Open Wilfred opened this issue 13 years ago • 5 comments

The following code:

try:
    import cPickle as pickle
except ImportError:
    import pickle

def foo():
    return pickle.dumps

Gives the following error: foo.py:4: redefinition of unused 'pickle' from line 2. However, it is actually used.

Expected error would be "'pickle' imported but unused" or perhaps something like "redefinition of 'pickle' from line 2"

Wilfred avatar Aug 08 '11 18:08 Wilfred

I understand why this is misleading, but at the time of parsing line 4, pickle is unused.

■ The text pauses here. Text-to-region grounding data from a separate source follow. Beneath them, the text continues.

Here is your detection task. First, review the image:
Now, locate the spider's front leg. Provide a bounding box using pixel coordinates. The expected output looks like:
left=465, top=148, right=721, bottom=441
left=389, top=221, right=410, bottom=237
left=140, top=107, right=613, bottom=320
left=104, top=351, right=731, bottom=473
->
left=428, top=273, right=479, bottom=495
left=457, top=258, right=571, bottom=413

The primary error is for the redefinition, and really unrelated to weather or not pickle is unused.

jehiah avatar Sep 06 '11 03:09 jehiah

I don't quite follow your logic, sorry. Consider this code:

import math

def log(x): return math.log(x)

At time of parsing line 1, math is unused. But usage should be considered after parsing the whole file, and in this example it is.

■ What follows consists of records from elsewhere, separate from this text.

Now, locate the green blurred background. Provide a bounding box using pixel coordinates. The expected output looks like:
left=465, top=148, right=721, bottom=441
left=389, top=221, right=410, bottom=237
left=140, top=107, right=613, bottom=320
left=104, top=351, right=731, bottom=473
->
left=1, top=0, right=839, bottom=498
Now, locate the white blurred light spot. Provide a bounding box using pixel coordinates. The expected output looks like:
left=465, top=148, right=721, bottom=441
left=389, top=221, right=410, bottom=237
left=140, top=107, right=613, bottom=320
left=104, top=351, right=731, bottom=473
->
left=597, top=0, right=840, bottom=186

(I certainly agree that "'pickle' imported but unused" is not an improvement, and it should be "redefinition of 'pickle' from line 2")

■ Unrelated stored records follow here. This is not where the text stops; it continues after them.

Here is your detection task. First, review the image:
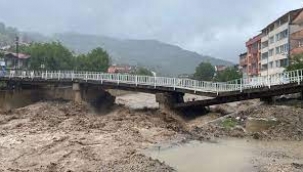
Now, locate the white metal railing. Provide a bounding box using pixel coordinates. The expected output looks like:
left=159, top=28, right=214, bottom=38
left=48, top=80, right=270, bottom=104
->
left=1, top=69, right=303, bottom=94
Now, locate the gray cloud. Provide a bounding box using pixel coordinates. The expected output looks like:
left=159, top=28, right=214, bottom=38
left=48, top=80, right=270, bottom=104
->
left=0, top=0, right=302, bottom=62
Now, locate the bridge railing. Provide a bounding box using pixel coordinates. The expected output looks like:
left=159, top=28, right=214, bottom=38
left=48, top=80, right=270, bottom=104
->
left=3, top=70, right=243, bottom=93
left=227, top=68, right=303, bottom=89
left=3, top=68, right=303, bottom=94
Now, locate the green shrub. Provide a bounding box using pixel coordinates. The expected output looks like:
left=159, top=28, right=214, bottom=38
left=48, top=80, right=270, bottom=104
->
left=221, top=118, right=237, bottom=129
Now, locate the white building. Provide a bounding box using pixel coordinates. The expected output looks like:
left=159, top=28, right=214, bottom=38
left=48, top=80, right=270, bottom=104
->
left=260, top=8, right=303, bottom=76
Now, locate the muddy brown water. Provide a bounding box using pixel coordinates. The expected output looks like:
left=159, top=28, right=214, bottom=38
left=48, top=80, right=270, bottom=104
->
left=144, top=139, right=303, bottom=172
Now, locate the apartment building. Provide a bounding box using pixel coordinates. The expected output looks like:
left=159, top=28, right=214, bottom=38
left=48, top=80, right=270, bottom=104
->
left=260, top=9, right=302, bottom=76
left=246, top=34, right=262, bottom=77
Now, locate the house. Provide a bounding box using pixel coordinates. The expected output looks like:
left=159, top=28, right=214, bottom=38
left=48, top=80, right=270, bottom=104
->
left=107, top=65, right=133, bottom=74
left=0, top=45, right=11, bottom=51
left=215, top=65, right=227, bottom=72
left=3, top=52, right=30, bottom=69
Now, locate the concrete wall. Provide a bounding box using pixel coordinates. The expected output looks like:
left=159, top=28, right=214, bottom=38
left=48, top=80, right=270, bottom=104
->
left=0, top=88, right=76, bottom=111
left=0, top=86, right=115, bottom=111
left=0, top=90, right=46, bottom=111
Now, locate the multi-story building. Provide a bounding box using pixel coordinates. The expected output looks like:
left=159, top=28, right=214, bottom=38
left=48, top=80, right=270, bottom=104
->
left=260, top=8, right=302, bottom=76
left=239, top=52, right=248, bottom=77
left=246, top=34, right=262, bottom=77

Wilfred avatar Sep 06 '11 13:09 Wilfred

I can understand why the error would come up, but this is a really common pattern. Isn't there any way you can recognize it and ignore it?

Daenyth avatar Mar 06 '12 16:03 Daenyth

Hm, pylint sensibly accepts something like:

if some_cond:
    a = 2
else:
    a = 3
print a

Perhaps the same logic could be extended to the try/except, since given:

try:
    something_that_might_raise_an_exception()
    a = 2
except:
    a = 3
print a

a=3 doesn't necessarily redefine a. It's a less well defined situation than the if/else, but as Daenyth says, this is a common pattern, and it'd be nice if it didn't cause the warning!

dbr avatar Mar 12 '12 11:03 dbr

This is really duplicate of issue #13 and is fixed with pull request #28.